Abstract

e16169 Background: The synergistic potential of programmed death protein-1 inhibitors and tyrosine kinase inhibitors in treating uHCC has been established. TACE, a cornerstone in uHCC therapy, primes the tumor microenvironment for immunotherapy by releasing neoantigens and inducing ischemia. This study explores the efficacy and safety of Lenv plus Tis, combined with or without TACE, in a first-line setting.
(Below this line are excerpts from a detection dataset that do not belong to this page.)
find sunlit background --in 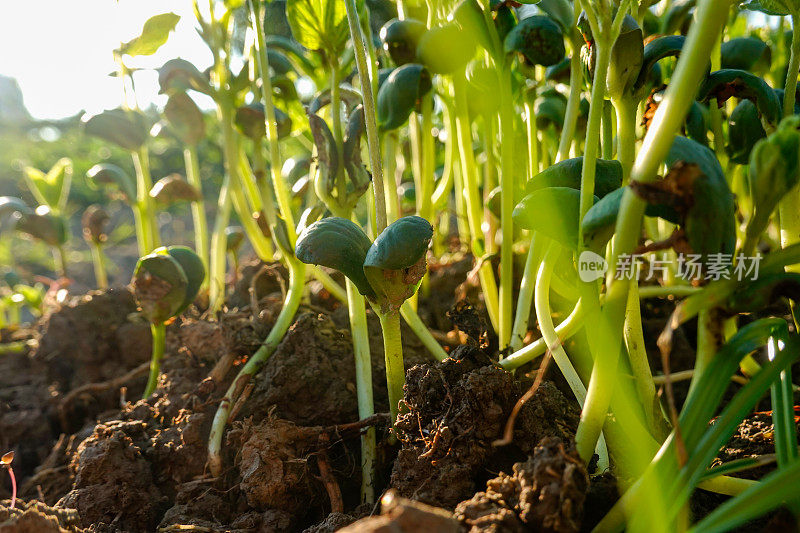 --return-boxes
[0,0,211,119]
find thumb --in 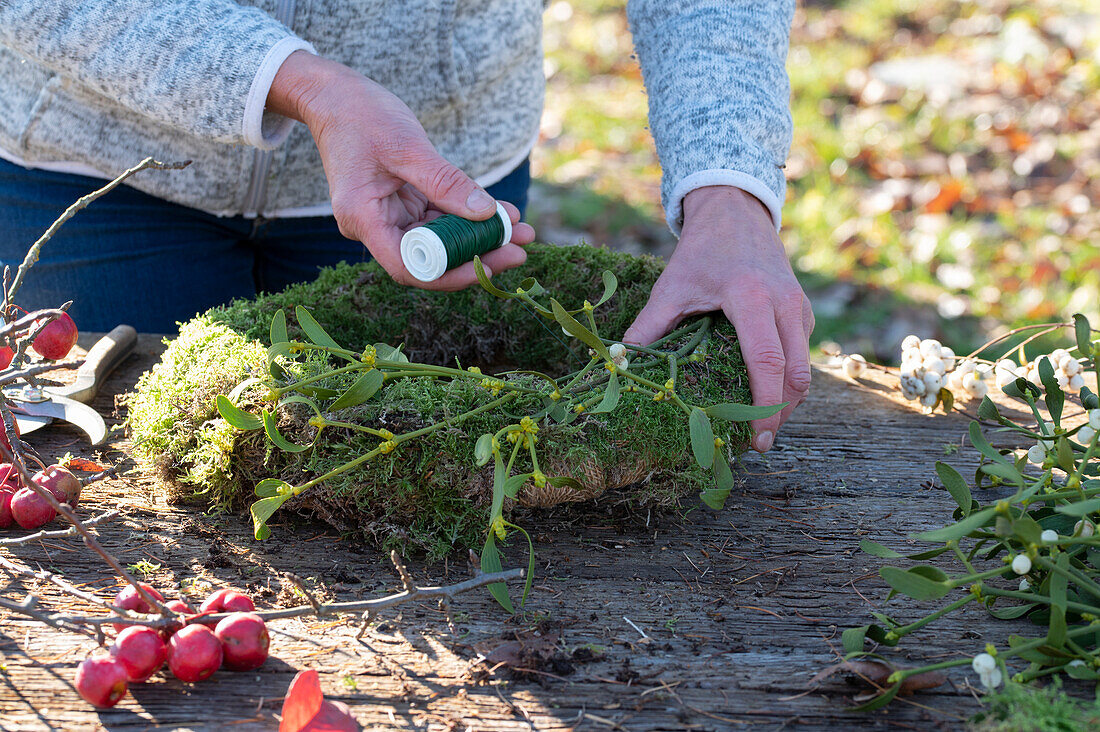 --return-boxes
[623,295,681,346]
[391,138,496,220]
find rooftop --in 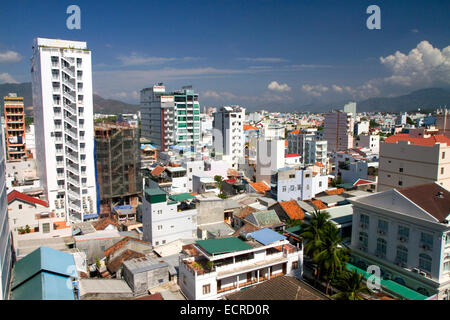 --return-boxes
[226,276,330,300]
[196,237,252,255]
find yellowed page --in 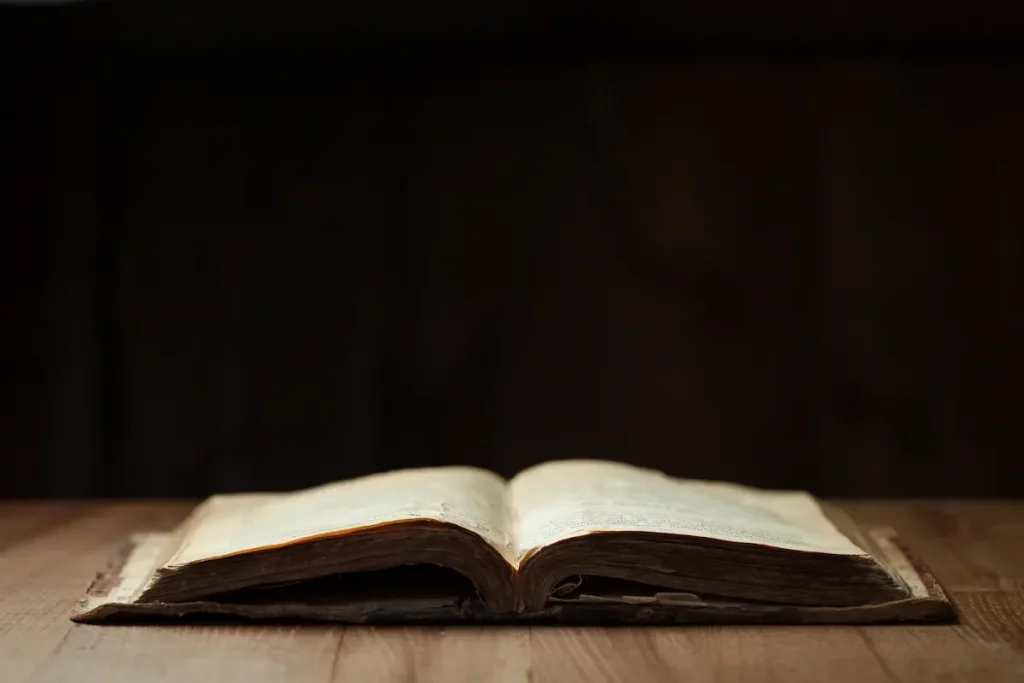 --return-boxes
[166,467,520,567]
[509,460,865,562]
Methods: This phase II study enrolled patients (pts) with pathologically and/or radiologically diagnosed uHCC eligible for embolization, with at least one measurable lesion, Child-Pugh class A/B, and an Eastern Cooperative Oncology Group (ECOG) performance status of 0-1. Pts received Tis (200mg every 3 weeks) and Lenv (oral dose adjusted by weight: 8mg for <60kg and 12mg for ≥60kg) with or without conventional TACE, as determined by the treating physician. The primary endpoint was the objective response rate (ORR), with secondary endpoints including overall survival (OS), progression-free survival (PFS), and disease control rate (DCR). Results: By the data cutoff on January 27, 2024, 37 pts were enrolled: 12 received Lenv+Tis (cohort 1), and 25 received Lenv+Tis+TACE (cohort 2). Median follow-up time was 10.66 months. The ORR was 33.3% in cohort 1 and 68.0% in cohort 2, with DCRs of 100% and 96%, respectively (mRECIST). Median OS was 10.85 months (95% CI, 4.76-16.95) for cohort 1 and 13.61 months (95%CI, NE-NE) for cohort 2. Median PFS was 10.85 months (95% CI, NE-NE) for cohort 1, and 11.86 months (95% CI, 6.49-16.73) for cohort 2. Grade 3-4 treatment-emergent adverse events (teAE) occurred in 50% of cohort 1 and 68% of cohort 2. No fatal adverse event was reported. The most common grade 3-4 teAE (incidence >10%) were anaemia (17%) in cohort 1, and decreased platelet count (16%), hypertension (16%), rash (16%), fatigue (12%), elevated ALT (12%) in cohort 2. Conclusions: Both Lenv+Tis and Lenv+Tis+TACE showed promising efficacy and manageable safety in the first-line treatment of uHCC. More pts were recruiting to further prove these results. Clinical trial information: NCT05842317 . [Table: see text]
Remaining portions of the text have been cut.